O chamado "Tea Party", na sua ascendência no Partido Republicano, ganha um relevo crescente nas tônicas da legenda que saiu vencedora na Câmara nas eleições de 2010. Vêm se multiplicando as convenções, como as de lowa e Wisconsin, que somam a pior reivindicação fundamentalista, ligando a luta à legislação pró-aborto ao empenho pela erradicação dos movimentos islâmicos nos Estados Unidos. O senador de Rhode Island, Peter King, vem de discutir o direito à cidadania dos americanos de origem árabe, vistos como portadores, em si mesmo, de uma conduta ameaçadora à estabilidade do país.
Voltamos, de repente, ao pior macarthismo e à definição dos Estados Unidos como a nação dos puros e dos impuros, estes a serem submetidos à contínua denúncia, diante do governo federal. Os grupos dos chamados rednecks, no coração reacionário dos Estados Unidos, ecoam de maneira devastadora essa atitude defensiva, que o Ocidente cada vez mais exprime na viabilidade de convivência com as outras culturas.
Esta virada fundamentalista contrasta profundamente com os princípios da Federação e seus founding fathers. Mais ainda, a rebeldia que encarna, de maneira devastadora, o "Tea Party" combina esta visão de uma cultura cristã reacionária com uma visão já claramente suprematista do que podem ser os Estados Unidos nesta nova etapa da globalização. Newt Gingrich, já "speaker" da casa,de 97 a 99, vai agora à disputa de uma candidatura presidencial, declarando que o voto, em 2012, é a favor do país, primeira nação do mundo ou, de fato, como entendem os democratas, uma nação "como as outras".

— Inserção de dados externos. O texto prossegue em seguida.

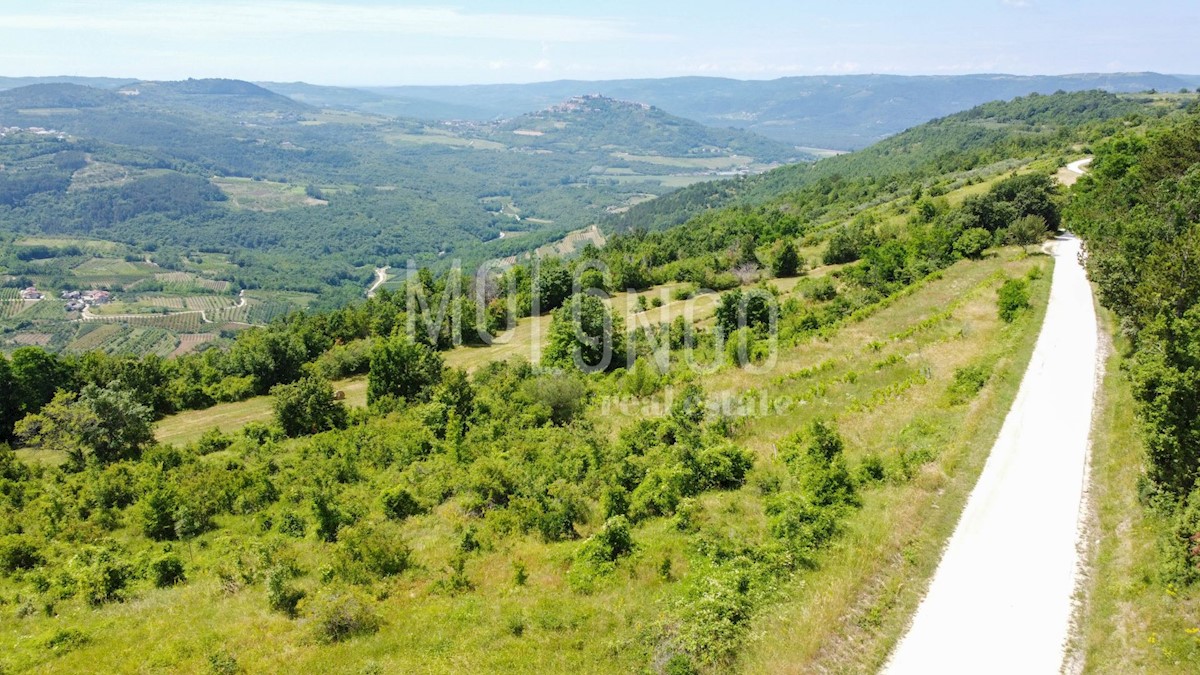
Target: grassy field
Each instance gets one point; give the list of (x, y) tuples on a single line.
[(1131, 622), (264, 195), (190, 425), (885, 384), (697, 163), (847, 614), (435, 137)]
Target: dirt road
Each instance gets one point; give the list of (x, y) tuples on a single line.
[(381, 279), (1001, 598), (1068, 174)]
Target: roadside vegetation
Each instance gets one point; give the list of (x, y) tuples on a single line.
[(731, 443), (1138, 211)]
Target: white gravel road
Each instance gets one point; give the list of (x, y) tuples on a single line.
[(1001, 598)]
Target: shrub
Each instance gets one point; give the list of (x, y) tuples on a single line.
[(399, 503), (307, 406), (281, 596), (370, 551), (972, 243), (292, 524), (611, 543), (873, 469), (167, 571), (723, 467), (967, 382), (99, 575), (821, 290), (1012, 298), (66, 639), (18, 553), (156, 512), (339, 615), (613, 501)]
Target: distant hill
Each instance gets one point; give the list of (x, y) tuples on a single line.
[(231, 96), (839, 112), (59, 95), (598, 121), (960, 142), (97, 82), (378, 103)]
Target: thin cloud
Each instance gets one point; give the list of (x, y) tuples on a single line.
[(291, 17)]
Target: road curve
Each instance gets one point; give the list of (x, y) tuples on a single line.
[(1001, 598)]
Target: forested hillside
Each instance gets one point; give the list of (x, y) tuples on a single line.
[(840, 112), (975, 139), (730, 443), (1139, 213)]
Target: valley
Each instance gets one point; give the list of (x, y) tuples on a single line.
[(609, 376)]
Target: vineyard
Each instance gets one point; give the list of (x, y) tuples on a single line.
[(139, 341), (185, 281)]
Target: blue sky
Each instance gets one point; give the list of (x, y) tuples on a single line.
[(363, 42)]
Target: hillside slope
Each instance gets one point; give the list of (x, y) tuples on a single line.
[(841, 112)]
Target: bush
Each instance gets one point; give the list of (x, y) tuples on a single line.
[(972, 243), (611, 543), (967, 382), (213, 441), (167, 571), (399, 503), (723, 467), (339, 615), (1013, 297), (821, 290), (307, 406), (370, 551), (18, 553), (99, 575), (281, 596)]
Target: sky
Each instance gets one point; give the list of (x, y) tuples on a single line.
[(376, 42)]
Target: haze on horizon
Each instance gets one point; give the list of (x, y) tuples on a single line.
[(376, 42)]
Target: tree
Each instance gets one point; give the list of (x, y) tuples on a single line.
[(10, 400), (403, 369), (37, 375), (972, 243), (1027, 231), (307, 406), (553, 284), (786, 261), (587, 335), (1012, 298), (741, 309), (103, 425)]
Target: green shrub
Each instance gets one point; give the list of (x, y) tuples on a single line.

A radicalidade da nova direita americana inquieta ainda mais, tanto parece estabilizar-se o regime Kaddafi, já que desaparecem as esperanças de neutralização do espaço aéreo líbio, ou qualquer condição de intervenção unilateral americana no território. É toda uma nova onda de manifestação religiosa que parece levar o mundo tunisiano e, sobretudo, o egípcio a abandonar o secularismo e expor-se, hoje, em novo eco da revolução de Khomeini, à criação de um Estado formalmente religioso.
O "Tea Party" passou a linha divisória entre o fundamentalismo e a negação dos direitos sociais, na decisão do governo direitista de Wisconsin, fugindo a uma tradição mais que cinquentenária, de reduzir no Estado os direitos da negociação sindical. Os jogos estão feitos para a próxima eleição, e a mostrar o que é a causa democrata, na ampla defesa do trabalho e do acesso generalizado aos serviços de saúde, frente aos opositores que vêem Obama - e porque não? - como um terrorista, fiel ao seu treinamento de mocidade, com os "mau-maus" do Quênia.